The new study, which provides a sector-by-sector analysis of the impact on the cost of capital for the two alternative tax reform plans, finds that the cost of capital for new business sector investment will increase by more than 3 percent under a Bowles/Simpson structure. The Growth and Investment Tax model, which would allow immediate write-off of all new business investment, would reduce the cost of capital by 21 percent. 

"Regardless of party, those offering  tax reform plans today have adhered to the concept of broadening the tax base by eliminating provisions of value to the business sector, and using that revenue to reduce rates," said Dr. Margo Thorning, ACCF's chief economist. "The Ernst &Young data we're releasing today show that the narrow focus on the Bowles/Simpson model undermines the prospects for effective tax reform. A Growth and Investment Tax approach would better meet the primary goal of tax reform: a simpler tax code that encourages American investment and job growth."

The cost of capital weighs heavily on a business' incentive to invest – every 10 percent increase in the cost of capital reduces new investment by 5 to 10 percent. Given these figures, today's research underscores the importance of an effective tax reform structure that prioritizes growth.

To read the full study, click here.  To read a short summary of the data, click here.

About Dr. Margo Thorning:

Dr. Thorning is senior vice president and chief economist with the American Council for Capital Formation and director of research for its public policy think tank. In North America, Dr. Thorning has testified as an expert witness on capital formation issues before various U.S. congressional committees, including the Senate Finance Committee, Senate Commerce, Science and Transportation Committee, the Joint Economic Committee, the Senate Governmental Affairs Committee, the House Ways and Means Committee, the House Commerce Committee, and the House Committee on Government Reform. Dr. Thorning is an internationally recognized expert on tax, environmental, and competitiveness issues. Previously, Dr. Thorning served at the U.S. Department of Energy, the U.S. Department of Commerce, and the Federal Trade Commission.

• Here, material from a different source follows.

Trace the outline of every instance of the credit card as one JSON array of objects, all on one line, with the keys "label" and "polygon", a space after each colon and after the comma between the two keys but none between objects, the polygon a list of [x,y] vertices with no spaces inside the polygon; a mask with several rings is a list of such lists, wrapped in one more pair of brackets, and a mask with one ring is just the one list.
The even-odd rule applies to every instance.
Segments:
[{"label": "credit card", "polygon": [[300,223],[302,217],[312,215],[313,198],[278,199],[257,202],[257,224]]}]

About the American Council for Capital Formation:

For nearly thirty years, the ACCF and its research affiliate, the ACCF Center for Policy Research, have brought the message to U.S. and international policymakers, the media, and the public that a nation's economic strength and stability depend upon well-thought-out economic, regulatory, and environmental policies to promote capital formation, economic growth, and a higher standard of living for all.

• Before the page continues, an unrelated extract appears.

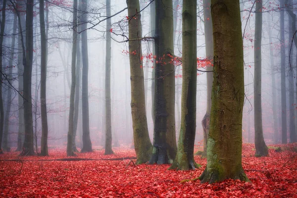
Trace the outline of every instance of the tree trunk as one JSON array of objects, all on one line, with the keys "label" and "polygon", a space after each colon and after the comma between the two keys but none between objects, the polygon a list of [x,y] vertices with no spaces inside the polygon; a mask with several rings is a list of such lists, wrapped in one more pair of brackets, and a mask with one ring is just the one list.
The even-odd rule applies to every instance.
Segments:
[{"label": "tree trunk", "polygon": [[[110,16],[110,0],[106,0],[106,16]],[[111,101],[110,99],[110,69],[111,67],[111,19],[106,20],[106,46],[105,57],[105,146],[104,154],[113,154],[111,148]]]},{"label": "tree trunk", "polygon": [[262,40],[262,0],[256,1],[256,18],[254,51],[254,112],[255,125],[255,156],[268,155],[268,148],[265,144],[262,124],[262,56],[261,43]]},{"label": "tree trunk", "polygon": [[[25,8],[26,4],[22,0],[18,0],[17,5],[18,7]],[[18,131],[17,134],[17,146],[16,151],[20,151],[22,149],[23,144],[24,143],[24,135],[25,132],[24,118],[24,99],[23,98],[23,77],[24,65],[23,65],[23,56],[24,56],[25,53],[25,44],[24,44],[24,35],[22,30],[25,30],[26,21],[25,16],[22,14],[19,14],[19,11],[15,9],[16,13],[18,16],[18,91],[21,94],[18,95]]]},{"label": "tree trunk", "polygon": [[39,1],[39,14],[40,19],[40,33],[41,36],[41,60],[40,77],[40,102],[41,111],[41,147],[40,155],[49,155],[48,148],[48,114],[47,113],[47,38],[45,23],[44,0]]},{"label": "tree trunk", "polygon": [[[203,0],[203,13],[204,18],[204,36],[205,39],[206,58],[208,59],[213,58],[213,38],[212,37],[212,23],[210,9],[210,0]],[[206,65],[206,70],[211,71],[213,67],[211,64]],[[207,102],[206,112],[202,119],[203,128],[203,153],[202,157],[206,157],[207,138],[209,133],[209,119],[210,118],[210,109],[211,108],[211,90],[213,74],[212,72],[206,73],[206,82],[207,87]]]},{"label": "tree trunk", "polygon": [[72,54],[71,55],[71,86],[70,89],[70,102],[69,107],[69,117],[68,131],[67,142],[67,156],[76,155],[73,152],[73,122],[74,121],[74,97],[75,95],[75,86],[76,76],[75,75],[76,63],[76,32],[77,20],[77,0],[73,1],[73,19],[72,24]]},{"label": "tree trunk", "polygon": [[0,153],[2,153],[1,149],[2,137],[4,124],[4,108],[2,95],[2,54],[3,54],[3,40],[4,39],[4,29],[5,28],[6,0],[3,1],[2,7],[2,18],[1,19],[1,30],[0,30]]},{"label": "tree trunk", "polygon": [[172,163],[177,151],[175,137],[173,16],[172,0],[155,2],[154,126],[149,163]]},{"label": "tree trunk", "polygon": [[[152,146],[149,140],[146,114],[144,70],[141,41],[142,25],[139,0],[127,0],[129,49],[131,83],[131,110],[134,147],[139,164],[148,161]],[[132,41],[133,40],[133,41]],[[136,51],[136,54],[132,53]]]},{"label": "tree trunk", "polygon": [[[82,0],[82,10],[87,12],[88,0]],[[90,121],[89,118],[89,92],[88,91],[88,72],[89,72],[89,58],[88,54],[87,13],[82,15],[82,51],[83,56],[83,71],[82,80],[82,104],[83,113],[83,148],[81,151],[91,152],[92,143],[90,137]],[[73,119],[73,118],[72,118]]]},{"label": "tree trunk", "polygon": [[[78,26],[78,32],[80,32],[81,30],[80,26]],[[75,74],[75,99],[74,99],[74,116],[73,118],[73,136],[72,136],[72,151],[73,152],[78,152],[76,148],[75,144],[75,138],[77,131],[77,125],[78,123],[78,116],[79,115],[79,101],[80,101],[80,79],[81,75],[81,50],[80,50],[80,34],[76,34],[76,68]]]},{"label": "tree trunk", "polygon": [[197,1],[183,1],[183,88],[182,123],[177,153],[171,169],[195,169],[197,87]]},{"label": "tree trunk", "polygon": [[[11,55],[9,59],[8,73],[7,78],[11,81],[11,75],[12,74],[12,64],[13,64],[13,57],[14,56],[14,46],[15,45],[15,37],[16,33],[16,14],[14,14],[13,19],[13,27],[12,30],[12,39],[11,41]],[[1,75],[1,74],[0,74]],[[8,145],[8,131],[9,128],[9,117],[10,116],[10,107],[11,106],[11,94],[12,94],[12,89],[9,88],[7,91],[7,104],[6,109],[6,114],[5,118],[5,125],[4,128],[4,133],[3,137],[3,149],[7,151],[10,151],[10,148]]]},{"label": "tree trunk", "polygon": [[33,5],[34,0],[27,0],[26,15],[26,56],[24,65],[24,117],[25,140],[21,155],[34,154],[33,120],[32,103],[32,73],[33,58]]},{"label": "tree trunk", "polygon": [[[245,88],[239,0],[211,0],[213,85],[207,160],[201,183],[248,181],[242,165]],[[230,31],[232,30],[232,31]]]},{"label": "tree trunk", "polygon": [[[284,6],[284,0],[280,0],[280,6]],[[283,8],[280,11],[281,35],[281,89],[282,97],[282,144],[287,143],[287,101],[286,97],[286,49],[285,49],[285,13]]]}]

The ACCF's policy goals–strong capital formation, a balanced regulatory regime, and cost effective environmental policies–address these challenges and can help assure that the United States continues its role as the world's pre-eminent power in an increasingly global economy. Achieving these goals requires limiting the rising share of scarce resources absorbed by the government. It is also imperative to reduce the taxation of saving and investment by businesses and individuals. These objectives, along with sound regulatory policies based on cost-benefit analysis, are key tools for promoting prosperity in the U.S. as well as for the less fortunate around the globe.